Guillermo pulls up a chair for me—it feels like being admitted into a club—then holds the bag out. We each take another donut, and then the three of us proceed to visit with Clark Gable.
After, Guillermo slaps his thighs with his hands and says, “Okay, CJ, now we get to it. I leave a message for Sandy this morning on his voicemail. I tell him I agree to do a studio credit for your winter term.” He stands.

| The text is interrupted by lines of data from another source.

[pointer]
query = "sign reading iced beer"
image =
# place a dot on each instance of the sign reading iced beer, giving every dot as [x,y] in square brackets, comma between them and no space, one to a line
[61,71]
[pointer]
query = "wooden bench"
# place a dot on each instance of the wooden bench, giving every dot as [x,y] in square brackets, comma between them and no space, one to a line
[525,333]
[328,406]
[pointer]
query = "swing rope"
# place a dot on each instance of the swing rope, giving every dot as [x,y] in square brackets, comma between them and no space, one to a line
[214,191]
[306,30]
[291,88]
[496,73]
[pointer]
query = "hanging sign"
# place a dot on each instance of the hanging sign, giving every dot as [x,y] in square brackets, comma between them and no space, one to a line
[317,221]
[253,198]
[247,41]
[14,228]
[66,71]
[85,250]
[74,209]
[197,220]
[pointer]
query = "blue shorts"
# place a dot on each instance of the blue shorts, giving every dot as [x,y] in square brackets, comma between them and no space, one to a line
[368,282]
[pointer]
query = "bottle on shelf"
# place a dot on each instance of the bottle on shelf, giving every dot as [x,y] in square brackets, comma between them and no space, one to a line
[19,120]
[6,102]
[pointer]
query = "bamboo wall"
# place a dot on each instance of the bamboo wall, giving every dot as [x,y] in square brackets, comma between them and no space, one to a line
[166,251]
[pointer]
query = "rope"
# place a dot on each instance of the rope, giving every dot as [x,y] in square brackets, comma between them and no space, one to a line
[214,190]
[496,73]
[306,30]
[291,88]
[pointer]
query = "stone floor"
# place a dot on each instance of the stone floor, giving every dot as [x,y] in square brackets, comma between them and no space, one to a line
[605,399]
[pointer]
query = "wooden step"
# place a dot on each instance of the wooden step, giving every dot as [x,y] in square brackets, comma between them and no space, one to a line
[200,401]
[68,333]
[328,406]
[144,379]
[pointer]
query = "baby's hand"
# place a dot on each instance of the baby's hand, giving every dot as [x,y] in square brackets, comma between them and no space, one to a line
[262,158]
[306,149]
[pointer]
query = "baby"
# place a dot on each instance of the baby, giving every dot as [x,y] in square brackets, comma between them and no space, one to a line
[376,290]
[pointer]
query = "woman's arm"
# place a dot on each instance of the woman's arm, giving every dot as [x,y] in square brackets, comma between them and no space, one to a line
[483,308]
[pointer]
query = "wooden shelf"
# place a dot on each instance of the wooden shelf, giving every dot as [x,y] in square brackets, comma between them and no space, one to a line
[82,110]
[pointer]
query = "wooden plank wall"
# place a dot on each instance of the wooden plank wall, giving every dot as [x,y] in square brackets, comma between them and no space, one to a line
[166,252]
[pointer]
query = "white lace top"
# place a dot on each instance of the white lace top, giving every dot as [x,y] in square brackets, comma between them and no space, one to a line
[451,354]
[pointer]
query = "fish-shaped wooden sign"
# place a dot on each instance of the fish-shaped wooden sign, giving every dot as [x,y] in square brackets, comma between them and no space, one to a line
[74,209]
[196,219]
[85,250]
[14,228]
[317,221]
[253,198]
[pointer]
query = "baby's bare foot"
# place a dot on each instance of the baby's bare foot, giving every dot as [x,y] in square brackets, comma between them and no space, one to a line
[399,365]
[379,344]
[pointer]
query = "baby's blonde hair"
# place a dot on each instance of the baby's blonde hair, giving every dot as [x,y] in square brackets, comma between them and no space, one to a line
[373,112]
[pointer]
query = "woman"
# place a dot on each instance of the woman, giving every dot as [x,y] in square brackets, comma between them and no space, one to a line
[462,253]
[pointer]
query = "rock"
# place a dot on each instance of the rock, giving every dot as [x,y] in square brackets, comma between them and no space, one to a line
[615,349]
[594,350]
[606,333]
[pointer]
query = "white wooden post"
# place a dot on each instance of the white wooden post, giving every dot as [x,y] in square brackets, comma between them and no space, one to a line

“Thank you. This is so amazing.” I stand too, feeling jittery, wishing we could just sit around and eat donuts all afternoon. “But how . . .” I realized last night I hadn’t yet told him my name.
He registers my surprise. “Oh. Sandy leave a message on the machine, a garbled message—I kick that old machine one too many times—said a CJ wanted to work in stone. That is
all I understand. Days ago, he call. I did not check until today.”
“CJ,” Oscar says like it’s a revelation.
I’m about to tell them my real name, then decide not to. Maybe for once I don’t have to be Dianna Sweetwine’s poor motherless daughter.
Frida Kahlo slinks into the room and pads over to Oscar, curling around his leg. He picks her up and she nuzzles her nose into his neck, purring like a turbine. “I have a way with the ladies,” he says to me, stroking Frida under her chin with his index finger.
“I wouldn’t notice,” I say. “I’m on a boycott.”
He lifts his green and brown Cezanne eyes. His eyelashes are so black they look wet. “A boycott?” he asks.
“A boy boycott.”
“Really?” he says with a grin. “I’ll take that as a challenge.”
Help.
“Behave, Oscore,” Guillermo berates. “Okay,” he says to me. “Now we find out what you are made of. Ready?” My legs go weak. I’m made of fraud. And Guillermo’s about to realize.
He puts a hand on Oscar’s shoulder.
“I have to meet Sophia in two hours,” Oscar says. “That work?”
Sophia? Who’s Sophia?
Not that I care. In the slightest.
But who is she?
And work for what?
Oscar starts taking off his clothes.
I repeat: Oscar is taking off his clothes!
My mind’s racing and my hands are swampy and Oscar’s cool violet bowling shirt is now strewn across the back of a chair and his chest is sinewy and beautiful, his muscles long and taut and defined, his skin smooth and tanned, not that I notice! There’s a tattoo of Sagittarius on his left bicep and what looks like a Franz Marc blue horse on his right shoulder that twists all the way up his neck.
Now he’s unfastening the button of his jeans.
“What are you doing?” I ask, panicking. Imagining the meadow. Imagining the relaxing effing meadow!
“Getting ready,” he says matter-of-factly.
“Getting ready for what?” I ask his bare butt as he struts in that slow summer way of his across the room and grabs a blue robe from a hook on the wall next to the smocks. He swings it over his shoulder and heads down the hall to the studio.